1
votes

I plan to make an embedding visualization in TensorBoard Projector with prepared vector data (not that trained by TensorFlow), from a notebook in Google Cloud DataLab (instead of uploading TSV files in a web browser).

I've tried the code provided in this tutorial:

from tensorflow.contrib.tensorboard.plugins import projector

LOG_DIR='test_log'

# Create randomly initialized embedding weights which will be trained.
N = 10000 # Number of items (vocab size).
D = 200 # Dimensionality of the embedding.
embedding_var = tf.Variable(tf.random_normal([N,D]), name='word_embedding')

# Format: tensorflow/tensorboard/plugins/projector/projector_config.proto
config = projector.ProjectorConfig()

# You can add multiple embeddings. Here we add only one.
embedding = config.embeddings.add()
embedding.tensor_name = embedding_var.name
# Link this tensor to its metadata file (e.g. labels).
# embedding.metadata_path = os.path.join(LOG_DIR, 'metadata.tsv')

# Use the same LOG_DIR where you stored your checkpoint.
summary_writer = tf.summary.FileWriter(LOG_DIR)

# The next line writes a projector_config.pbtxt in the LOG_DIR. TensorBoard will
# read this file during startup.
projector.visualize_embeddings(summary_writer, config)
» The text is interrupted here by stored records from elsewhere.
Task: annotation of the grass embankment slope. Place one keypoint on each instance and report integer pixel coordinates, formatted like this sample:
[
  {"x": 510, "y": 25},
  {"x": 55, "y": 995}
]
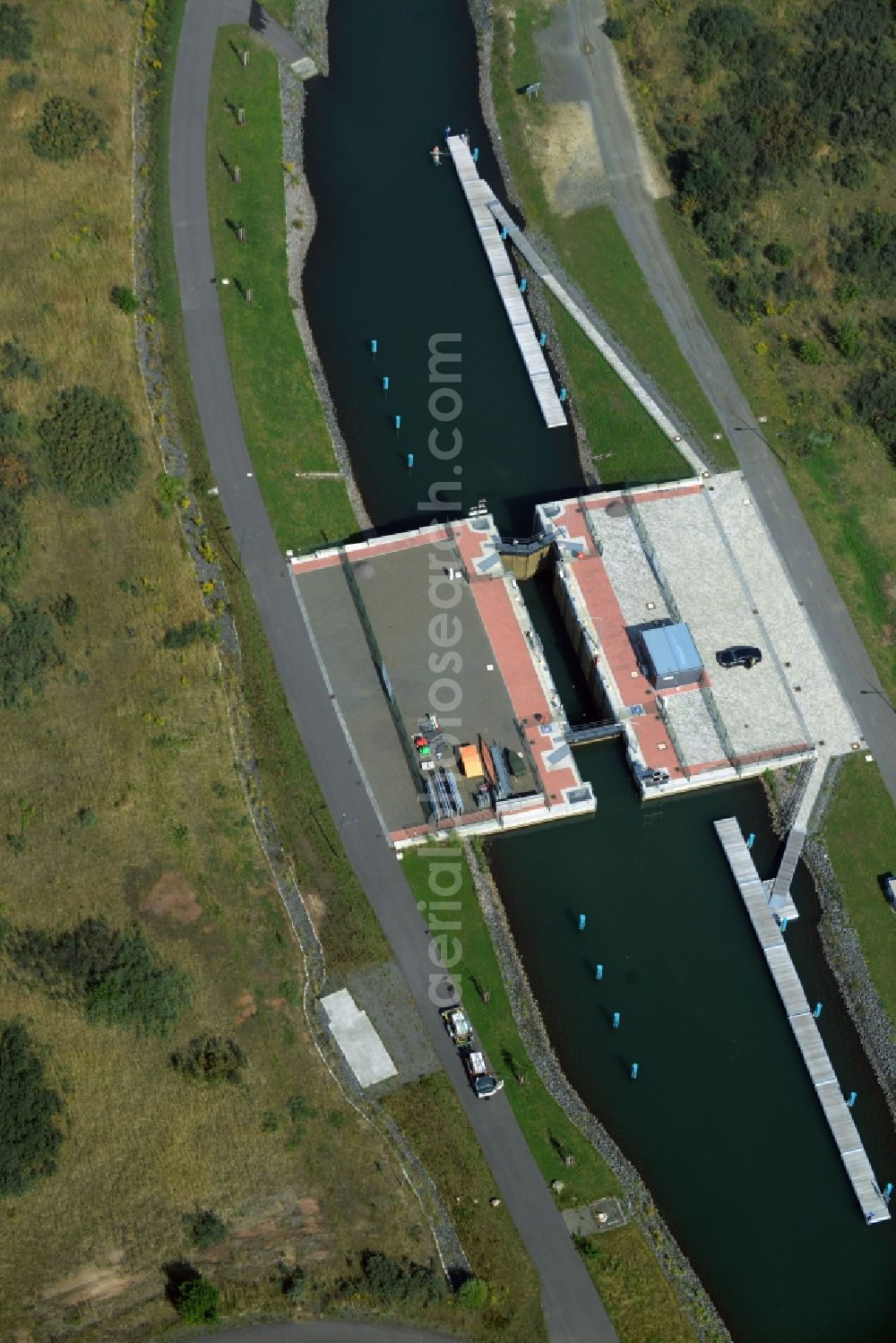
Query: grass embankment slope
[
  {"x": 282, "y": 418},
  {"x": 625, "y": 442},
  {"x": 633, "y": 1288},
  {"x": 118, "y": 774}
]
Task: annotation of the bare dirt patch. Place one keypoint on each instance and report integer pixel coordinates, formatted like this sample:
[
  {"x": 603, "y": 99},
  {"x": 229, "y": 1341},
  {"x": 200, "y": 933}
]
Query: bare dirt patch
[{"x": 174, "y": 896}]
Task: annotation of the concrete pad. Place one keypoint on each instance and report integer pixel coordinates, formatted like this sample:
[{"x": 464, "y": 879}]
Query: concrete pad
[{"x": 355, "y": 1036}]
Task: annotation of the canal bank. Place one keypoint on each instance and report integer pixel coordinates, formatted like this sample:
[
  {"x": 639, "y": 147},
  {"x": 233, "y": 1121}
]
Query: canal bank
[{"x": 508, "y": 463}]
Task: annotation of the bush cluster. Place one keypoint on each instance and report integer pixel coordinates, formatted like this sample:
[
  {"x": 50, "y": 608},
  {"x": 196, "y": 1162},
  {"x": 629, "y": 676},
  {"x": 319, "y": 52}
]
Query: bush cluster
[
  {"x": 112, "y": 971},
  {"x": 91, "y": 452},
  {"x": 30, "y": 1136},
  {"x": 211, "y": 1058},
  {"x": 66, "y": 131}
]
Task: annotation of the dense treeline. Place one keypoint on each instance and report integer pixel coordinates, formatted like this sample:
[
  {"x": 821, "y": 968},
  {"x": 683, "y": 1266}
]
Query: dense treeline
[{"x": 763, "y": 110}]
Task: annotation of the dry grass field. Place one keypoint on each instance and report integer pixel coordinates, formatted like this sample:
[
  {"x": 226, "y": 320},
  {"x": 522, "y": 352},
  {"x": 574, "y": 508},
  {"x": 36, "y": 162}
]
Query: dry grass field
[{"x": 120, "y": 791}]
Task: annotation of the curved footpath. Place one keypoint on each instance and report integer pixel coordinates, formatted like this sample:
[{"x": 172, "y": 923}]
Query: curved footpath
[
  {"x": 587, "y": 51},
  {"x": 573, "y": 1308}
]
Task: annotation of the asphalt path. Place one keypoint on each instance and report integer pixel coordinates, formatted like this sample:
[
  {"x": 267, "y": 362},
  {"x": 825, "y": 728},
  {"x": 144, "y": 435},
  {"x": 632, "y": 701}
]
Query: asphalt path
[
  {"x": 590, "y": 54},
  {"x": 573, "y": 1308}
]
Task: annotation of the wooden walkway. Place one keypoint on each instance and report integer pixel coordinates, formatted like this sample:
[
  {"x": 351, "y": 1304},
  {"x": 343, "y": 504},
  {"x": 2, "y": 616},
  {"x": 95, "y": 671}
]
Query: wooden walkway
[
  {"x": 478, "y": 195},
  {"x": 802, "y": 1022}
]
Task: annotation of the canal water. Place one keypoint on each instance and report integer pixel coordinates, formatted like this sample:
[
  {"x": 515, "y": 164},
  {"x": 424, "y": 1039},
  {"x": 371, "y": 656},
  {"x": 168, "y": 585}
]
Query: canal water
[{"x": 721, "y": 1122}]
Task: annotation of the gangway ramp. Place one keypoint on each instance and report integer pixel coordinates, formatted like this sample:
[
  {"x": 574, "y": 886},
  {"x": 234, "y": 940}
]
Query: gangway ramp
[
  {"x": 802, "y": 1023},
  {"x": 479, "y": 199}
]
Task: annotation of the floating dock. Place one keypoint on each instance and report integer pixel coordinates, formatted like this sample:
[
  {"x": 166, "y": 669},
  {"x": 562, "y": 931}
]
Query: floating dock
[
  {"x": 802, "y": 1022},
  {"x": 479, "y": 198}
]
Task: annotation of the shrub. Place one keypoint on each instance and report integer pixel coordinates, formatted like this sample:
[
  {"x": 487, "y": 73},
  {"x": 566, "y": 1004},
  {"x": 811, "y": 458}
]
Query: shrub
[
  {"x": 198, "y": 1302},
  {"x": 112, "y": 971},
  {"x": 210, "y": 1058},
  {"x": 27, "y": 650},
  {"x": 194, "y": 632},
  {"x": 809, "y": 352},
  {"x": 22, "y": 81},
  {"x": 66, "y": 131},
  {"x": 124, "y": 298},
  {"x": 30, "y": 1138},
  {"x": 473, "y": 1295},
  {"x": 616, "y": 29},
  {"x": 780, "y": 254},
  {"x": 91, "y": 452},
  {"x": 16, "y": 361},
  {"x": 204, "y": 1227},
  {"x": 15, "y": 32}
]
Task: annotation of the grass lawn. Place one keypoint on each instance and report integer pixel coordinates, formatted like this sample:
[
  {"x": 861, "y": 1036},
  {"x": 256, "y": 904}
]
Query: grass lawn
[
  {"x": 430, "y": 1115},
  {"x": 860, "y": 831},
  {"x": 597, "y": 257},
  {"x": 280, "y": 409},
  {"x": 634, "y": 1291}
]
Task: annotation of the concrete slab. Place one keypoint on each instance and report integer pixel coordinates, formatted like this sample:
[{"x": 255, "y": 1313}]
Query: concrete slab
[{"x": 355, "y": 1036}]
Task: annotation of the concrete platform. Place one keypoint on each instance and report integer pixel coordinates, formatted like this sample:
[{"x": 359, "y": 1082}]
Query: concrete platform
[{"x": 355, "y": 1036}]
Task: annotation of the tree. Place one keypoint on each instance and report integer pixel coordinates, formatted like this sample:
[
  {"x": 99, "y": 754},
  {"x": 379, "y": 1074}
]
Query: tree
[
  {"x": 198, "y": 1302},
  {"x": 90, "y": 446},
  {"x": 30, "y": 1138}
]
While LOG_DIR is an empty folder in the same folder with the notebook file.

Since metadata is not required in embedding visualization, I didn't set embedding.metadata_path .

Then I run the code:

from google.datalab.ml import TensorBoard as tb
tb.start('test_log')

A new page of TensorBoard can be opened, but it says:

No checkpoint was found.

when I switch to Projector view.

But as the code above shows, the data is created randomly, there should not be any checkpoint file.

Furthermore, at the next stage, I need to make an embedding visualization with my own vector data which is not trained by Tensorflow, without any checkpoint file.

When using Projector in a web browser, only a TSV file of vector data is required, it doesn't require any checkpoint file.

So the question is: What is the correct way to make embedding visualization in TensorBoard Projector from Google Cloud DataLab, with only a dataset of vector?

Thanks.

1
does this work in Jupyter? (you can access Jupyter on GCP via AI Platform | Notebooks?) - Lak
@Lak I've just tried in JupyterLab in AI Hub, after running %tensorboard --logdir "test_log" I got "Launching TensorBoard..." then just "<IPython.lib.display.IFrame at 0x7f07e5887320>". It seems that TensorBoard is launched but I have no idea how to reveal it. - Gong Weigang
Make sure that the logdir is non-empty. Also that you loaded the tensorboard extension. See: tensorflow.org/tensorboard/r2/tensorboard_in_notebooks - Lak
@Lak I'm sure the logdir is non-empty. I tried the tutorial code provided from your link. When I use %tensorboard --logdir logs it keeps the same as above. Then I use notebook.display(port=6006, height=1000) , it shows a big white block but nothing is on it. It seems that the TensorBoard is running (Checked by using notebook.list()) but it cannot be loaded or shown. - Gong Weigang

1 Answers

0
votes

Looking at that tutorial, you need to run the code to periodically save off checkpoints. Those should be the basis for the information showing up in your tensor board.

saver = tf.train.Saver()
saver.save(session, os.path.join(LOG_DIR, "model.ckpt"), step)